Technology-enabled innovation is reshaping financial products, market players, market structure and even money itself, removing key frictions in the provision of financial services, enabling new business models and allowing market participants to reach previously underserved segments at lower costs.
But while the ongoing digitalization of the financial system is creating unprecedented opportunities for the industry to offer more inclusive and efficient services, it also calls for new approaches to regulation and supervision, and requires heightened collaboration between public authorities across data protection, privacy, and competition.
These are the recommendations formulated in a new report by the World Bank Group. The paper, titled Fintech and Future of Finance paper, explores the rise of fintech and the digital transformation of financial services, delving into the various policy implications of these emerging trends.

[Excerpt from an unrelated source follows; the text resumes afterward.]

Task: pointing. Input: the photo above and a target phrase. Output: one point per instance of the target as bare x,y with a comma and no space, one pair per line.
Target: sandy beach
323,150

According to the report, to harness the full potential of fintech, regulators should implement policies that enable and encourage safe financial innovation and adoption. Given the rapid spread of innovation, they should adopt an approach that’s proactive, pragmatic, clear, and collaborative with public and private stakeholders. This is particularly critical considering that new fintech innovations are emerging at an accelerated pace and because fintech issues oftentimes cut across financial prudential supervisors, market conduct and competition authorities, and consumer protection agencies.
But while, fintech innovation creates promising opportunities, including improved financial inclusion and efficiency gains, it also introduces an array of risks which must be mitigated.
This calls for proper safeguards to, among others, maintain fair competition, financial stability, ensure data and consumer protection, and prevent the abuse of market power, the report says.
Data collection principles and proactive monitoring of market conduct, frameworks for open banking and data ownership, initiatives to foster development of financial infrastructure and fair and transparent access to them, and revisiting any restriction on product tying and linkages between banking and commerce, are among the critical issues regulators should consider.
A well-balanced fintech regulatory landscape is ever so important today as trends like open finance and embedded finance are rapidly gaining ground and blurring the boundaries of the financial sector.
These trends are leading to a more complex constellation of traditional regulated institutions, technology and product providers, forcing regulators to broaden the monitoring horizons and re-assess regulatory perimeters.
Booming fintech industry
These past few years have seen fintech and digital transformation increase in importance, a trend that accelerated with COVID-19.
As part of the research, the World Bank Group conducted a global survey, polling 330 market participants from 109 countries to capture market perceptions of the impact of fintech and digital technology.
The study found that, of the 330 respondents surveyed, more than 80% felt that the COVID-19 pandemic increased the need for fintech and digital transformation and made digitization in customer channels, product adaptation, and internal processes a strategic priority.
Industry participants indicated expecting fintech and digital transformation to result in a range of benefits to customers, providers and the economy. Over the next five years, key benefits that respondents believed will be realized to a “great degree” include improved customer experience (74%), increased innovation (73%), improved product design to meet user needs (67%) and increased accessibility and outreach to new customers (62%).
The survey also sought to understand market participants’ predictions for the years to come. While products, processes and channels will undeniably continue digitizing, respondents were in agreement that a combination of physical and digital will prevail.
Half of banks and remittance operators, and 60% of microfinance institutions, non-bank financial institutions (NBFIs), and payments operators, expect business to be conducted largely through physical locations. Banks, meanwhile, expect to continue serving customers through branches and proprietary digital channels.
Respondents were also asked about their biggest concerns relating to the rapid adoption of technology and digital tools. Unsurprisingly, respondents ranked operational and cybersecurity risk at the top of the list, followed by data protection and privacy, and third-party service providers.